Method org.AGL.afm.user.runnables

Description: Get the list of applications that can be run.

Input: any valid json entry, can be anything except null.

output: An array of description of the runnable applications. Each item of the array contains an object containing the detail of an application as described above for the method org.AGL.afm.user.detail.


Method org.AGL.afm.user.install

Description: Install an application from its widget file.

If an application of the same id and version exists, it is not reinstalled except when force=true.

Applications are installed in the subdirectories of the common directory reserved for applications. If root is specified, the application is installed under sub-directories of defined root.

Note that this methods is a simple accessor to the method org.AGL.afm.system.install of afm-system-daemon.

After the installation and before returning to the sender, afm-user-daemon sends the signal org.AGL.afm.user.changed.

Input: The path of widget file to be installed. Optionally, a flag to force reinstallation and/or a root directory.

Simple form a simple string containing the absolute widget path:

"/a/path/driving/to/the/widget"

Or an object:

{
  "wgt": "/a/path/to/the/widget",
  "force": false,
  "root": "/a/path/to/the/root"
}

"wgt" and "root" MUST be absolute paths.

output: An object containing field "added" to use as application ID.

{"added":"appli@x.y"}

Method org.AGL.afm.user.uninstall

Description: Uninstall an application from its id.

Note that this methods is a simple accessor to org.AGL.afm.system.uninstall method from afm-system-daemon.

After the uninstallation and before returning to the sender, afm-user-daemon sends the signal org.AGL.afm.user.changed.

Input: the id of the application and, optionally, the path to application root.

Either a string:

"appli@x.y"

Or an object:

{
  "id": "appli@x.y",
  "root": "/a/path/to/the/root"
}

output: the value 'true'.


Method org.AGL.afm.user.start

Description:

Input: the id of the application and, optionally, the start mode as below.

Either just a string:

"appli@x.y"

Or an object containing field "id" of type string and optionally a field mode:

{"id":"appli@x.y","mode":"local"}

The field "mode" is a string equal to either "local" or "remote".

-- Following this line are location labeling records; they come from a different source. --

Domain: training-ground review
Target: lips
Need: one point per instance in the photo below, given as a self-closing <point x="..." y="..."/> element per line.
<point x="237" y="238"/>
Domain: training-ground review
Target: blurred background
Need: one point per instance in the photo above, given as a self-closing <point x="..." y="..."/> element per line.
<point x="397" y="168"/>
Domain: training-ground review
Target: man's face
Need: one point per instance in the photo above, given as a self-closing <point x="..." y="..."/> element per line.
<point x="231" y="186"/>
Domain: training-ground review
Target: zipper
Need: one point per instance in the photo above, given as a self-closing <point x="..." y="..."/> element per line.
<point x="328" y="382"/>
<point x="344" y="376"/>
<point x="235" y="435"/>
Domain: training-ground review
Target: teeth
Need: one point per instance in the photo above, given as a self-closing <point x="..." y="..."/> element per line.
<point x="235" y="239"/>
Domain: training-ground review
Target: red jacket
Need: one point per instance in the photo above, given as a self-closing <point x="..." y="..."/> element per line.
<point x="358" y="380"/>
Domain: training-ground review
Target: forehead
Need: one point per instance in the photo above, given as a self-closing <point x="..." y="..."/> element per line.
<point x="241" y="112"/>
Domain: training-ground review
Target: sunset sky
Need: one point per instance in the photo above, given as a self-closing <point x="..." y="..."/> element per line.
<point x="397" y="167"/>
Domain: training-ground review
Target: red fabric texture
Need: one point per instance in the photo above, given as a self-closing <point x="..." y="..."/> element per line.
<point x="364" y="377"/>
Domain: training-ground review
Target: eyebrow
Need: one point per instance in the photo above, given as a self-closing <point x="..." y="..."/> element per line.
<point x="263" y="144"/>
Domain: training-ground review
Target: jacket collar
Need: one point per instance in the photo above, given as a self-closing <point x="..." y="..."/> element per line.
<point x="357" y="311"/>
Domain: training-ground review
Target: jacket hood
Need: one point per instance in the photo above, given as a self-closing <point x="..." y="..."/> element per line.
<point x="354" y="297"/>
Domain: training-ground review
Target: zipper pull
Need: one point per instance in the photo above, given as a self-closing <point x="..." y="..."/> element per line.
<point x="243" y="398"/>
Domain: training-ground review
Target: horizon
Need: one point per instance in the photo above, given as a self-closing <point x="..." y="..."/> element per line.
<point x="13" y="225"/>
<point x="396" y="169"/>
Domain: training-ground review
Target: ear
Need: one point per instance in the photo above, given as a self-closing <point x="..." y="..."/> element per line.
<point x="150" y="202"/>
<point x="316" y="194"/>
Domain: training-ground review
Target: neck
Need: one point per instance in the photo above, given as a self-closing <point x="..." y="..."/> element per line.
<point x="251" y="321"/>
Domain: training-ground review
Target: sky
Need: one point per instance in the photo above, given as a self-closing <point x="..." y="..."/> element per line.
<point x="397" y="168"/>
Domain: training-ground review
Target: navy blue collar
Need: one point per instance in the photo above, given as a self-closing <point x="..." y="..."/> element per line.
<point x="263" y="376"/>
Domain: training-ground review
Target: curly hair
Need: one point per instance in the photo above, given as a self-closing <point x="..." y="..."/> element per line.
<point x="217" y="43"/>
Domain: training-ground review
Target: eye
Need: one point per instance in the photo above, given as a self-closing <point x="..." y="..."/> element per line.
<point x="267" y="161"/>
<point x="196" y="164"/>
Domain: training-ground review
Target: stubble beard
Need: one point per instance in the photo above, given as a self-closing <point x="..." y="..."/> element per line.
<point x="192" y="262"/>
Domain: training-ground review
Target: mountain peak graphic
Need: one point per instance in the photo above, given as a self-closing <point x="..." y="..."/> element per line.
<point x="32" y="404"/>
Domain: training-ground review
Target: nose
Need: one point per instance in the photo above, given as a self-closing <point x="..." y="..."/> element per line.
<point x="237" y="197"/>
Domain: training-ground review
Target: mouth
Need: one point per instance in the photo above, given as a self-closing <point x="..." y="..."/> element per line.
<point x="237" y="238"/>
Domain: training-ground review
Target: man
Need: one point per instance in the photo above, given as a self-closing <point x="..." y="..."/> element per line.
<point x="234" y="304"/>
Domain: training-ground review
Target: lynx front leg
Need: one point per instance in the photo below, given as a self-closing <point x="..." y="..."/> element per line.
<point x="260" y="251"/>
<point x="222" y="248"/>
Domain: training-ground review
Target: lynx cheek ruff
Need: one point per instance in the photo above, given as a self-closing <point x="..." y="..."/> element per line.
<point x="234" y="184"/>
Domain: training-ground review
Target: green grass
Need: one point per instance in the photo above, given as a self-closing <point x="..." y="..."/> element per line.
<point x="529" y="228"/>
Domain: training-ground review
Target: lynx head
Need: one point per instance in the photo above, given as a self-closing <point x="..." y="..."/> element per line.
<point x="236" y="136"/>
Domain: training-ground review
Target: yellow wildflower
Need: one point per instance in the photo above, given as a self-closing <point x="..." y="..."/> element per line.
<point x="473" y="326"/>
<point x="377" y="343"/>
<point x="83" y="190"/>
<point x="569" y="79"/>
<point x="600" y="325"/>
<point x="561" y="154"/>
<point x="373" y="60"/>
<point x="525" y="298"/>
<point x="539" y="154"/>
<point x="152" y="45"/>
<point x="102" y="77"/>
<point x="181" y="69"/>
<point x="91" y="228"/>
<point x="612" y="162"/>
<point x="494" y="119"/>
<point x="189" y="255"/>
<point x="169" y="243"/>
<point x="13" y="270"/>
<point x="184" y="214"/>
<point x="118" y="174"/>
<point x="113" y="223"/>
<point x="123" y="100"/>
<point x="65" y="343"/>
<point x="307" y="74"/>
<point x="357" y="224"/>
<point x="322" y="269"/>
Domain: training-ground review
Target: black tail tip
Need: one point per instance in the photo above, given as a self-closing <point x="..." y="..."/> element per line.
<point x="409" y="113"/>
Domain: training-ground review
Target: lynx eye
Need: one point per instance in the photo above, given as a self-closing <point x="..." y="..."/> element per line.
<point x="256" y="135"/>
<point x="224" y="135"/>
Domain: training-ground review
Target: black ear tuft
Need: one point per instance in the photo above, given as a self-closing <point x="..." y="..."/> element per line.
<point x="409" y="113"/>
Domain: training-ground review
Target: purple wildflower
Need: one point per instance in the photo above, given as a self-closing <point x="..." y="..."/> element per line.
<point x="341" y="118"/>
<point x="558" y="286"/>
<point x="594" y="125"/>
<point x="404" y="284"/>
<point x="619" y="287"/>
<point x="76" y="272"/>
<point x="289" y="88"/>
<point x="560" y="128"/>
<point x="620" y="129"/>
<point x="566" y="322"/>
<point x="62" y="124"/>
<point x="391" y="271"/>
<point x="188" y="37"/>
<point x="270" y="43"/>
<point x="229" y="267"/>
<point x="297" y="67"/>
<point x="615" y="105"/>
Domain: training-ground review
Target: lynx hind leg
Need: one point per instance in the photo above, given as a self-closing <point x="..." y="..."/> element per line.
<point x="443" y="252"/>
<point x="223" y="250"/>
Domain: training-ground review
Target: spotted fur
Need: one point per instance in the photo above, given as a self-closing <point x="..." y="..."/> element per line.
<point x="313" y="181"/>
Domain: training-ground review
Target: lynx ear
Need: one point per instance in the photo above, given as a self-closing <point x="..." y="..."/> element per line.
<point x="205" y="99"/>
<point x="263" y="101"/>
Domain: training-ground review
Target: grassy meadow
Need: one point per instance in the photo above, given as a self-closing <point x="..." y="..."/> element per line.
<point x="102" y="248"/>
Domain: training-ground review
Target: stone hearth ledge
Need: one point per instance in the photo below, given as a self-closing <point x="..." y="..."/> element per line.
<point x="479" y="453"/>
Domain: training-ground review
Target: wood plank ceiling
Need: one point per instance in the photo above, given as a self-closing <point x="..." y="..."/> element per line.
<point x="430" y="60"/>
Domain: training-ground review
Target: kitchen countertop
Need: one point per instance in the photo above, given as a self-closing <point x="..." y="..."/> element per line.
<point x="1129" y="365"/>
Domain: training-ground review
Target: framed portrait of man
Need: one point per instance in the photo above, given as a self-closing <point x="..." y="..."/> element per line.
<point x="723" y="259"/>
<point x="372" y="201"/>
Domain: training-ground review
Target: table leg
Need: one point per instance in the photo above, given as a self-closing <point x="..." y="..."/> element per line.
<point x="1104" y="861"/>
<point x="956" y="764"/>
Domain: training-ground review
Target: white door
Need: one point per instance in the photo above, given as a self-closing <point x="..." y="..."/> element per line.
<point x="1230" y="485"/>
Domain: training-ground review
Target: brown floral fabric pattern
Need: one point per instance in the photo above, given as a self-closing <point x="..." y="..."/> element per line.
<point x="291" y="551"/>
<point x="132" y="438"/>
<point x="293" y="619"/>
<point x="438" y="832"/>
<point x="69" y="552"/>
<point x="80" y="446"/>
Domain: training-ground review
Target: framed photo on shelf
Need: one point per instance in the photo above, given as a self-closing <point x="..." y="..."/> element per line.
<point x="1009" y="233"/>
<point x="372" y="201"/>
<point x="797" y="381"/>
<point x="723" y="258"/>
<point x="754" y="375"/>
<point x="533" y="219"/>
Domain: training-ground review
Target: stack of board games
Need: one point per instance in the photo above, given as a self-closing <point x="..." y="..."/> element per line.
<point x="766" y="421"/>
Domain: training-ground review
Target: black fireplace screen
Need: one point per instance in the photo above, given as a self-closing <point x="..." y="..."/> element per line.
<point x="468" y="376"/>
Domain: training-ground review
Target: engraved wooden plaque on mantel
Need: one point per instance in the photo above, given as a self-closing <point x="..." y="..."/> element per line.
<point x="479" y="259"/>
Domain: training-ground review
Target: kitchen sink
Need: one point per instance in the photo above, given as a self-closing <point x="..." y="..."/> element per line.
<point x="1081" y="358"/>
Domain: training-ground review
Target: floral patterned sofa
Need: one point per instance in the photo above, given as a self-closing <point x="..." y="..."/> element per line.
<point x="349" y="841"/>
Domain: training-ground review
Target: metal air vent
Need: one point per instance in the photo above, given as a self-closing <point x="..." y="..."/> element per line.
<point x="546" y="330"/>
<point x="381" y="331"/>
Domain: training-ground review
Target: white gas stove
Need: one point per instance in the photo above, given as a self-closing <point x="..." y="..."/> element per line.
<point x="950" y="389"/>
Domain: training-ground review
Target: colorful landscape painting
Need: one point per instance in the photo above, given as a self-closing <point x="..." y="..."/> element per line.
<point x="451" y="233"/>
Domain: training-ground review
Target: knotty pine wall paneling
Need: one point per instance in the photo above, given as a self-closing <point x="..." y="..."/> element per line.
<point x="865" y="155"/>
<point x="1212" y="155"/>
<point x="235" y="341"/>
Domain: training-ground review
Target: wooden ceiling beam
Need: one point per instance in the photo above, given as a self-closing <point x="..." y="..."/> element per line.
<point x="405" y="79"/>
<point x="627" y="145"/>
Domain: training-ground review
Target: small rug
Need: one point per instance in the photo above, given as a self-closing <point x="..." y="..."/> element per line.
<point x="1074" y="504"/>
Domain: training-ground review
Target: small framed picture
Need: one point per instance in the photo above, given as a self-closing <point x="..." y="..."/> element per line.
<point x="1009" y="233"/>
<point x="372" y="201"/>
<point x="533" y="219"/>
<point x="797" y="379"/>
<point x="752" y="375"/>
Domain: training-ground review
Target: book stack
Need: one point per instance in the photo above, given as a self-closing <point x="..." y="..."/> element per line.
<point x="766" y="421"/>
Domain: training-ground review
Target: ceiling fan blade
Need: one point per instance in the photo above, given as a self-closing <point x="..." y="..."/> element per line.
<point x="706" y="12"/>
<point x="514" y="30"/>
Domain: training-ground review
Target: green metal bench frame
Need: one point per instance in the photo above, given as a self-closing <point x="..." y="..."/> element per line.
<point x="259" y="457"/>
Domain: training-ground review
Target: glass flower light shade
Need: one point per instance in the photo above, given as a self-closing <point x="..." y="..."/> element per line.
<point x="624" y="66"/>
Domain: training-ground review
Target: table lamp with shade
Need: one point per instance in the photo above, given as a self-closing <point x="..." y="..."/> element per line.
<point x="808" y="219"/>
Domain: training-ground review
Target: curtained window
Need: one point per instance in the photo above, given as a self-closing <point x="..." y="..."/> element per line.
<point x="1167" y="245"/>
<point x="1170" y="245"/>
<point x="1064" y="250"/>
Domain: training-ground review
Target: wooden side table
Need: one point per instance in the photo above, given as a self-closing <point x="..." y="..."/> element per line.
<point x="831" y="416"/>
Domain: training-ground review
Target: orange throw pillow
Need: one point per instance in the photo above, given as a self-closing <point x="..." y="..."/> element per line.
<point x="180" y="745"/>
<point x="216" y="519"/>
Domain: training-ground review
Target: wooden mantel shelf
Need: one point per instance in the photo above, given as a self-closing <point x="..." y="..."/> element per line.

output: The runid of the application launched. runid is an integer.


Method org.AGL.afm.user.terminate

Description: Terminates the application attached to runid.

Input: The runid (an integer) of running instance to terminate.

output: the value 'true'.


Method org.AGL.afm.user.stop

Description: Stops the application attached to runid until terminate or continue.

Input: The runid (integer) of the running instance to stop.

output: the value 'true'.


Method org.AGL.afm.user.continue

Description: Continues the application attached to runid previously stopped.

Input: The runid (integer) of the running instance to continue.

output: the value 'true'.


Method org.AGL.afm.user.state

Description: Get informations about a running instance of runid.

Input: The runid (integer) of the running instance inspected.

output: An object describing instance state. It contains: the runid (integer), the id of the running application (string), the state of the application (string either: "starting", "running", "stopped").

Example of returned state:

{
  "runid": 2,
  "state": "running",
  "id": "appli@x.y"
}

Method org.AGL.afm.user.runners

Description: Get the list of currently running instances.

Input: anything.

output: An array of states, one per running instance, as returned by the methodd org.AGL.afm.user.state.